Liberty herself certainly resembles classical figures of ancient Greece, half nude, and also in profile which was a technique used to depict important people well into the Roman times. So we can agree that Liberty is the dominant figure and the message she is conveying is that of freedom from tyranny, leading the way to equality. What is important to notice is that Liberty is above all the rubble, wounded and the dead, leading France into a peaceful, just and fair future.

Now have a look at the Mise en Demeure poster with Bananarchiste wearing an Anarchy symbol on his Banana costume, shouting back waving a black flag. The tricolor flag Liberty held represented the values of the revolution which were equality, classlessness and unity which is being lost to an angry banana leading the way to chaos and disorder.

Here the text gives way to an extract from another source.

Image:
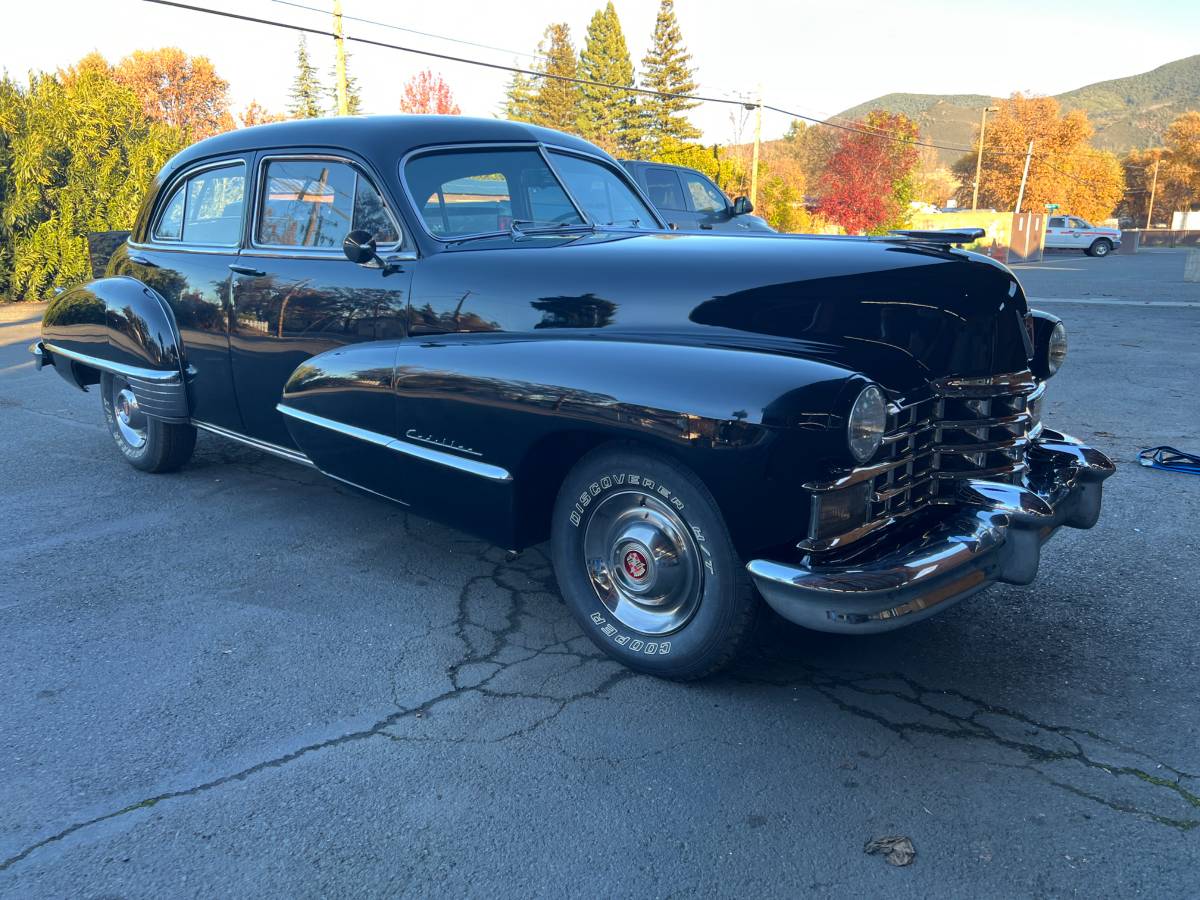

Charest’s figure in the poster is an interesting one. In the Delacroix’s painting that particular lifeless man represents the cruelty embarked on the revolutionaries by the royal troops who would shoot protesters and then drag them onto the street in order to send a message to the rest, hence his shirt being dishevelled. What are we supposed to take from the martyrdom of Charest in the poster? Isn’t he supposed to be the bad guy? Is he representing the death of democracy?

Amir Khadir in the poster is being represented by the well-dressed, middle-class man wearing a top hat, holding a gun. Isn’t that an indictment of our politicians as rich liberals who might give us a hand if it suited their agenda?

What started as genuine protests against unfair hikes, and undemocratic passing of the Bill 78, is now being usurped by a few individuals who do not believe in the system altogether and have yet to propose a better alternative; and the danger leering over the horizon is the loss of support from ordinary people just like the occupy movement.

I take a small pleasure in the fact that whoever made the Mise en Demeure poster forgot to change the tricolor flag on top of Notre Dame in the far right corner, so important in showing unity of the people and predicting a democratic future in Delacroix’s painting.